I want to retrieve results which match tokens (edgeNGramed). It works as expected for tokens which do not share prefixed. But for tokens which are sharing prefixes, Solr doesn't work as expected. Eg: if the indexed term is bird box
and query is bird b
, solr will return results which only has bird
and maybe with tokens bird box
following it (Since our index is huge, I haven't verified it yet)
Query Construction
titlePhrasalFielName:"bird b"~2
Solr Version - 7.7.1
Link to Analyzer Chain's Response
Here is my analyzer chain.
<fieldType name="payloadPhrasal" class="solr.TextField">
<analyzer type="index">
<tokenizer class="solr.WhitespaceTokenizerFactory"/>
<filter class="solr.LowerCaseFilterFactory"/>
<filter class="solr.SynonymFilterFactory" synonyms="synonyms_payload.txt" ignoreCase="true" expand="true"/>
<filter class="solr.EdgeNGramFilterFactory" minGramSize="1" maxGramSize="30"/>
</analyzer>
<analyzer type="query">
<tokenizer class="solr.WhitespaceTokenizerFactory"/>
<filter class="solr.LowerCaseFilterFactory"/>
</analyzer>
<similarity class="com.apple.its.uss.solrcomponents.PayloadSimilarity"/>
</fieldType>
Any thoughts on how to make sure content with bird box
gets recalled with bird b
before any other content which only has bird
.?
Note
- Already seen stackoverflow question to index token in different field, we do not want to follow that approach and index can grow too huge and we token length can be literally anything.

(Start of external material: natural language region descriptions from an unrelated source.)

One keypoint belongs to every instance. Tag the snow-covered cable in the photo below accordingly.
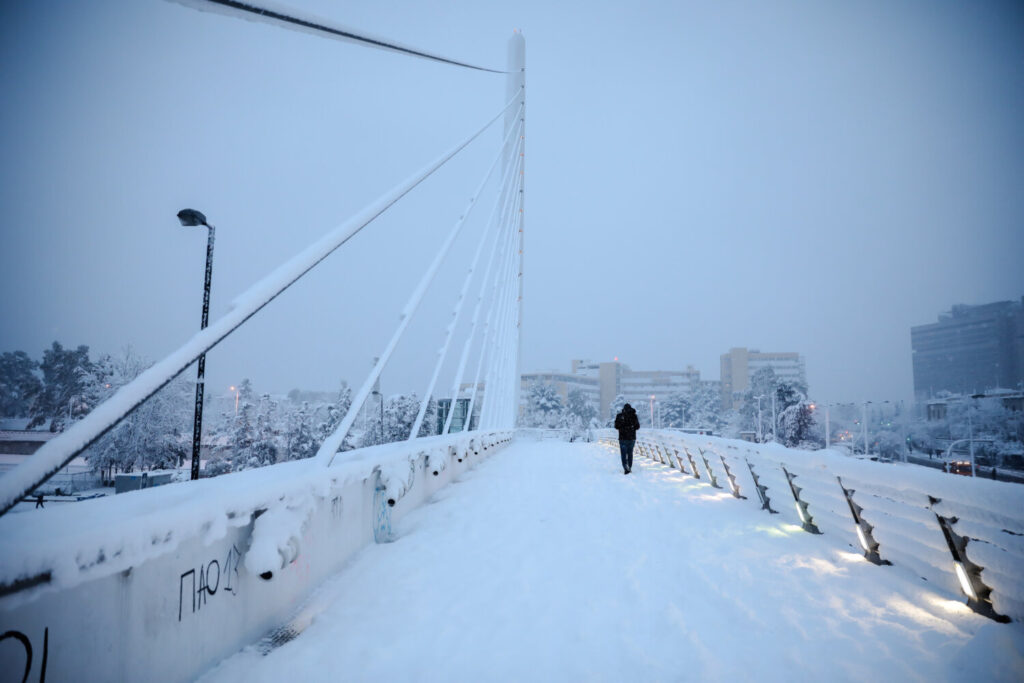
(450, 330)
(61, 450)
(474, 326)
(500, 242)
(486, 345)
(281, 15)
(495, 378)
(333, 442)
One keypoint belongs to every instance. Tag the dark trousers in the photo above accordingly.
(626, 449)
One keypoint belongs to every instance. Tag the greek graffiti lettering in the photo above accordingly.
(27, 645)
(207, 578)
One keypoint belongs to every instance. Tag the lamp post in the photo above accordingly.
(864, 426)
(760, 438)
(192, 218)
(827, 425)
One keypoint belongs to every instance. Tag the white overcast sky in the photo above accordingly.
(815, 177)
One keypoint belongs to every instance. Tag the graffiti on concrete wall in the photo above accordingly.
(210, 578)
(26, 643)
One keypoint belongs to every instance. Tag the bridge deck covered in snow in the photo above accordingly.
(546, 562)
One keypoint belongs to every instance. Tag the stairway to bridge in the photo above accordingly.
(546, 562)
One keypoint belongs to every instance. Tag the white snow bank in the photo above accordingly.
(900, 502)
(75, 543)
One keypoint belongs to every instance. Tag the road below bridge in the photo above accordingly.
(546, 562)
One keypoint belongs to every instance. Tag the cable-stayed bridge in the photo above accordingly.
(545, 561)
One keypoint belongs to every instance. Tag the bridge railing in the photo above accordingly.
(962, 535)
(174, 579)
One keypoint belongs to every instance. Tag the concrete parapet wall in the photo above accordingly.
(161, 585)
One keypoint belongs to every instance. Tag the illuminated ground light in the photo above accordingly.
(805, 515)
(968, 573)
(965, 581)
(861, 526)
(762, 491)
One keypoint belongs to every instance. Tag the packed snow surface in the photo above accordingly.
(546, 562)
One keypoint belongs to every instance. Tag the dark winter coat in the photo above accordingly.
(627, 423)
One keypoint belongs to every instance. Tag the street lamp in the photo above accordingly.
(864, 426)
(760, 439)
(192, 218)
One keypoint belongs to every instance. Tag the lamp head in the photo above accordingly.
(190, 217)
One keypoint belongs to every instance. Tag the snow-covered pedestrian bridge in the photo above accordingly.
(546, 562)
(502, 559)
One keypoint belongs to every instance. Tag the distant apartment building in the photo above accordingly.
(739, 365)
(601, 382)
(970, 349)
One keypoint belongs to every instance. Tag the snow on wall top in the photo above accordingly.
(90, 539)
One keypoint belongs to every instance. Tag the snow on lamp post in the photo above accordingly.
(192, 218)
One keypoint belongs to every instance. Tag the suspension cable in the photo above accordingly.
(450, 329)
(287, 18)
(59, 451)
(499, 240)
(333, 442)
(495, 369)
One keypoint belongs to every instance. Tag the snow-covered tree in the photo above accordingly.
(264, 446)
(580, 407)
(544, 406)
(399, 415)
(329, 417)
(64, 382)
(300, 438)
(706, 408)
(676, 410)
(157, 434)
(18, 384)
(797, 426)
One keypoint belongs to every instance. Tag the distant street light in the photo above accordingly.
(864, 426)
(192, 218)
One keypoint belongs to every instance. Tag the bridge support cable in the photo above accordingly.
(496, 330)
(516, 82)
(497, 384)
(491, 327)
(498, 380)
(286, 17)
(333, 442)
(56, 453)
(509, 196)
(457, 312)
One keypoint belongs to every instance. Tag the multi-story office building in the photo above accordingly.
(970, 349)
(739, 365)
(601, 382)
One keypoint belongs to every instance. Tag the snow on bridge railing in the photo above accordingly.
(964, 535)
(174, 579)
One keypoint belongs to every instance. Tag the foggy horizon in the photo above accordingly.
(786, 178)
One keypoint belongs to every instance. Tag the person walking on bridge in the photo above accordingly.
(627, 423)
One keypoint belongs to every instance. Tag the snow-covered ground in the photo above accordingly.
(546, 562)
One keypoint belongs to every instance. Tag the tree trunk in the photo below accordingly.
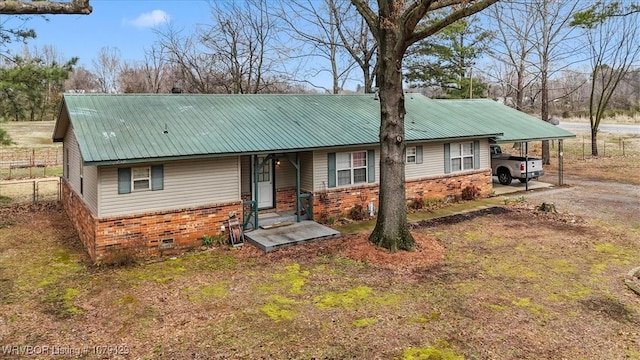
(594, 141)
(544, 110)
(392, 231)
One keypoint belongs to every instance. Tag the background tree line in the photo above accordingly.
(549, 58)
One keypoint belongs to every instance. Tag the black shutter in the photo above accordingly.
(157, 177)
(331, 160)
(124, 180)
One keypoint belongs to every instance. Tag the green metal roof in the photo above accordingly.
(515, 125)
(123, 128)
(141, 127)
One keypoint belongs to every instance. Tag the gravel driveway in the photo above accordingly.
(610, 202)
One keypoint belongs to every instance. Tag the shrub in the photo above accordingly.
(470, 192)
(209, 240)
(417, 203)
(5, 139)
(357, 213)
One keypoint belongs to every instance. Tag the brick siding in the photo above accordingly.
(338, 201)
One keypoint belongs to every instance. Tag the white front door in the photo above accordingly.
(265, 184)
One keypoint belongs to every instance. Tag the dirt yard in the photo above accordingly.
(503, 283)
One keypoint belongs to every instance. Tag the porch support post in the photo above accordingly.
(256, 169)
(526, 166)
(296, 164)
(560, 162)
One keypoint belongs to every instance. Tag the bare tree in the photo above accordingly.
(395, 27)
(314, 24)
(554, 42)
(17, 7)
(243, 38)
(191, 69)
(515, 23)
(107, 67)
(613, 43)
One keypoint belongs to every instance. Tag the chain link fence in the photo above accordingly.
(30, 163)
(29, 191)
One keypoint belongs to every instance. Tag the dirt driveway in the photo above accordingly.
(509, 284)
(608, 201)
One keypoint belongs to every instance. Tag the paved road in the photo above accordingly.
(604, 128)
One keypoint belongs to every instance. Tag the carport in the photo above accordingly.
(515, 126)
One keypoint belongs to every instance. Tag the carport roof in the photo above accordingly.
(127, 128)
(515, 125)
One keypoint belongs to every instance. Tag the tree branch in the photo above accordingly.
(453, 17)
(15, 7)
(369, 16)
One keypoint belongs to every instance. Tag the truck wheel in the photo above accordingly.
(504, 177)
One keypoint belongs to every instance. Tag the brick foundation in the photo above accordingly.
(337, 202)
(144, 235)
(80, 215)
(450, 186)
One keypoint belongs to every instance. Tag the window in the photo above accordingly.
(462, 156)
(411, 155)
(351, 168)
(141, 178)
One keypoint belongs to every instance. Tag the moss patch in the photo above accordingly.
(280, 308)
(346, 300)
(438, 352)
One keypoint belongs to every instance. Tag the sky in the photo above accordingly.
(125, 24)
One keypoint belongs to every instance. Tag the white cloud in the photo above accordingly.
(149, 20)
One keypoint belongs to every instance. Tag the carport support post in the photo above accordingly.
(560, 162)
(526, 166)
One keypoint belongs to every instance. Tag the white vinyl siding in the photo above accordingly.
(285, 173)
(186, 184)
(432, 155)
(411, 155)
(91, 187)
(461, 156)
(306, 171)
(432, 160)
(72, 151)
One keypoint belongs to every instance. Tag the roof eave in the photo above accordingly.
(497, 140)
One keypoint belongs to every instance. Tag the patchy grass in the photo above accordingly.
(619, 158)
(617, 119)
(501, 291)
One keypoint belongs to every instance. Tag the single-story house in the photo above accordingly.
(156, 172)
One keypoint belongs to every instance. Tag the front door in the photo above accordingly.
(265, 184)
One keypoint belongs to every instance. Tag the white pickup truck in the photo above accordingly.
(507, 167)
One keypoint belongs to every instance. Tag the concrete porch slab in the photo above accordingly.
(516, 187)
(297, 233)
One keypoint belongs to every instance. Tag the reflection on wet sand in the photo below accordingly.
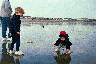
(63, 58)
(6, 58)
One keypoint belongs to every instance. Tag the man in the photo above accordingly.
(6, 12)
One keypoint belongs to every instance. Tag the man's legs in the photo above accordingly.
(18, 43)
(4, 26)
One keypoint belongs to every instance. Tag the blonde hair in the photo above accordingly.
(20, 10)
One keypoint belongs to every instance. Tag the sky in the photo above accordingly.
(57, 8)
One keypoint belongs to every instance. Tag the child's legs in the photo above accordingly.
(17, 43)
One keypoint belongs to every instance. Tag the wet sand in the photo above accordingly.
(40, 50)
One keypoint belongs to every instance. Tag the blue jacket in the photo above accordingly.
(14, 25)
(6, 9)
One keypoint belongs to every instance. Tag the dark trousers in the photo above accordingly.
(5, 23)
(15, 39)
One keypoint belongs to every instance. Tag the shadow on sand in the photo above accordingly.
(6, 58)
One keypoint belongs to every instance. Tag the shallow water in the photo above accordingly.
(40, 51)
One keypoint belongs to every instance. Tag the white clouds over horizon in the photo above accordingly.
(57, 8)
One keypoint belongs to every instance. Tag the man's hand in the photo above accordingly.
(18, 33)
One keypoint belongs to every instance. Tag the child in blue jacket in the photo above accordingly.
(63, 41)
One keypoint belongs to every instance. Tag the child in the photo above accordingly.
(15, 30)
(63, 41)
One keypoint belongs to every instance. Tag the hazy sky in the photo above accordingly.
(57, 8)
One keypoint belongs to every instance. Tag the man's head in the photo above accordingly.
(19, 11)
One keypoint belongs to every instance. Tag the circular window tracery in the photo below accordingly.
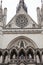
(21, 21)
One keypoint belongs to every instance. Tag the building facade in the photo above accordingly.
(21, 40)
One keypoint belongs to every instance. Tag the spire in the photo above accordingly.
(21, 4)
(1, 4)
(42, 1)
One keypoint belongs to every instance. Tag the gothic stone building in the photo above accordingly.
(21, 40)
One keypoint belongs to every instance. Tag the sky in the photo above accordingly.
(11, 6)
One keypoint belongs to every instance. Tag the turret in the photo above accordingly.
(39, 16)
(1, 23)
(42, 14)
(5, 17)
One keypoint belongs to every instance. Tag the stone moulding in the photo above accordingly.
(21, 31)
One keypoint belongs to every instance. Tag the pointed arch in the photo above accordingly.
(38, 56)
(1, 57)
(13, 54)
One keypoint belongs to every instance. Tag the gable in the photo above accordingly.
(31, 23)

- We just moved from Solr 4.10 to Solr 7.7.1, the behaviour is same in both versions. Haven't explored Solr 8 for this use case.
- Do not want to store all the prefixes (space squashed) in a multivalued field. eg:
b
,bi
,bir
,bird
,birdb
,birdbo
&birdbox
as this results in over recall for some very common use cases. Meaning it breaks more cases than it actually solves.